Avec cet atlas sonore des langues régionales de France, on peut écouter la même fable d’Ésope dans les variétés des langues de France. La diversité, nous l’avons déjà : celle des langues françaises, celle des langues de nos pères. Derrière ces langues se dévoile le délice de toutes les patries charnelles que nous avons plus ou moins oubliées.
Il y a eu tout d’abord la République jacobine. Au nom de la Nation indivisible mais surtout en voulant ‘’émanciper’’ l’homme de toute appartenance qui ne relèverait pas de sa volonté (famille, communautés d’identité et de racines), la République a détruit nos provinces historiques, construit des entités administratives dépourvues de la moindre épaisseur historique et traditionnelle, abolit toutes les libertés locales, interdit nos langues, ridiculisé nos costumes. Elle voyait dans les racines des entraves plutôt que des conditions de la liberté. Aujourd’hui, la République prend quelques initiatives pour maintenir ces identités charnelles et notamment dans l’enseignement. Mais c’est un peu l’assassin qui pose des fleurs sur la tombe de sa victime ...
Il y a maintenant le confort et la société de consommation qui nous endorment dans un mode de vie déraciné puisque globalisé. Nous sommes donc en partie responsable de cette amnésie. Et l’immigration constitue sûrement aussi bien une cause qu’une conséquence de l’oubli identitaire. La Grande Amnésie prédispose plus au Grand Remplacement qu’elle n’en découle.

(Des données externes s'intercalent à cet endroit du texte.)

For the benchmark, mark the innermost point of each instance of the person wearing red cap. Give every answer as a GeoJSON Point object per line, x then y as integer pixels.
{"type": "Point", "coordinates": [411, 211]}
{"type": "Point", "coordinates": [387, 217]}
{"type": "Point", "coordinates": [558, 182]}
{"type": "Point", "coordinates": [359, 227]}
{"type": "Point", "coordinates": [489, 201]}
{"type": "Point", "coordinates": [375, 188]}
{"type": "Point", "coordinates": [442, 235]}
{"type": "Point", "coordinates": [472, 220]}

Le comble réside dans le fait qu’après avoir détruit les régions au nom de la nation, le même processus révolutionnaire de destruction détruit la nation avec la région. Seulement, c’est une région vidée de sa substance. In fine, nations et régions ont été détruites ou sont en train de l’être.
Conclusion :
- L’urgence du ré-enracinement pour pouvoir prétendre lutter contre le Grand Remplacement.
-Un enracinement dans les identités régionales/locales qui ne soit pas dissolvant pour la nation car on est plus français quand on est plus provençal, gascon, alsacien, normand ou [mettez la région de votre choix].
- On ne peut pas être ‘’identitaire’’ dans le cadre de la République française. Elle est fondamentalement ‘’anti-identitaire’’ dans le sens d’abstraite, hors-sol mais surtout de destructrice de toutes les réalités naturelles ou historiques ... Dans l’Histoire, la monarchie a, certes, centralisé pour construire un État au service du bien commun mais elle n’a jamais eu la violence, la brutalité, l’excès que s’est permis la République. Plus que jamais le mot d’ordre ‘’l’autorité en haut, les libertés en bas’’ constitue la formule politique la plus saine et la plus équilibrée. En incarnant la nation, la monarchie représente plus que jamais pour la France le meilleur compromis entre la nécessité d’un État efficace et d’une nation unie, d’une part, et la nécessité de préserver les libertés et particularités locales d’autres part.